Under Pettit's definition, freedom in democracy means discursive control of government -- citizens controlling public actions by freely talking with one another (civil discourse) about what they ought to be doing. It assumes that people freely choose actions and take responsibility for them, both individually and as a nation. It also assumes that there are no other determiners of private or public actions -- like a gun at ones' head, campaign contributions, sexual favors; lies or secrecy; physical conditions of hunger, cold or pain; ideological persuasions or religious beliefs. For example, if Catholics can be excommunicated for the way they vote, are they really free?

Without civil discourse democracy falters. When posed the profound moral question "Shall we be loyal to our personal principles or loyal to the values of the community of citizens?" we cannot answer. Without community discussion, we cannot examine our common values, only parrot what we hear or read. Our principles, if any, become mere solipsistic calculations: "gays don't deserve marriage", "my security is more important than the lives of Arab children", "why should I pay to educate someone else's kids"; "terrorists aren't human -- they deserve anything we do to them;" "global warming won't affect me, why should I care about car emissions."

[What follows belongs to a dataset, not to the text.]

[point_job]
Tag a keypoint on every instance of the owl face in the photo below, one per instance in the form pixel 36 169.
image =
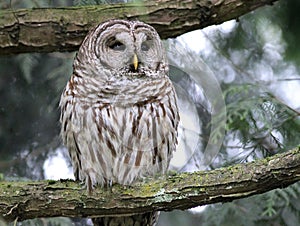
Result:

We live in challenging times. It is no longer possible for any one person or small group of people to know enough to form truly enlightened concepts of national actions or international issues. There is too much to know, too much "noise" in the system and too little civil discourse to sort it out. There are also too many special interests with money, and too much meddling by media with private agendas. And at the very time when we need to talk daily with our friends and neighbors about what we cherish and what we fear, we are tempted to sequester ourselves before electronic oracles and avoid thinking about the real world. It's too easy to stop talking to one another and leave the discussions of world-changing actions to ideologues who exclude us from their deliberations.

We are polled about how we rank politicians and issues, but we are not asked to participate in real discussions with incumbents or challengers. "Debates" by candidates are carefully scripted to prevent any discourse at all -- either between the candidates or with the public.

Freedom as fitness to be held responsible? Democracy as control by public discussion? Think about it. Talk about it. Talk and listen with your neighbors.

These are challenging times -- but not hopeless -- as long as we can talk together.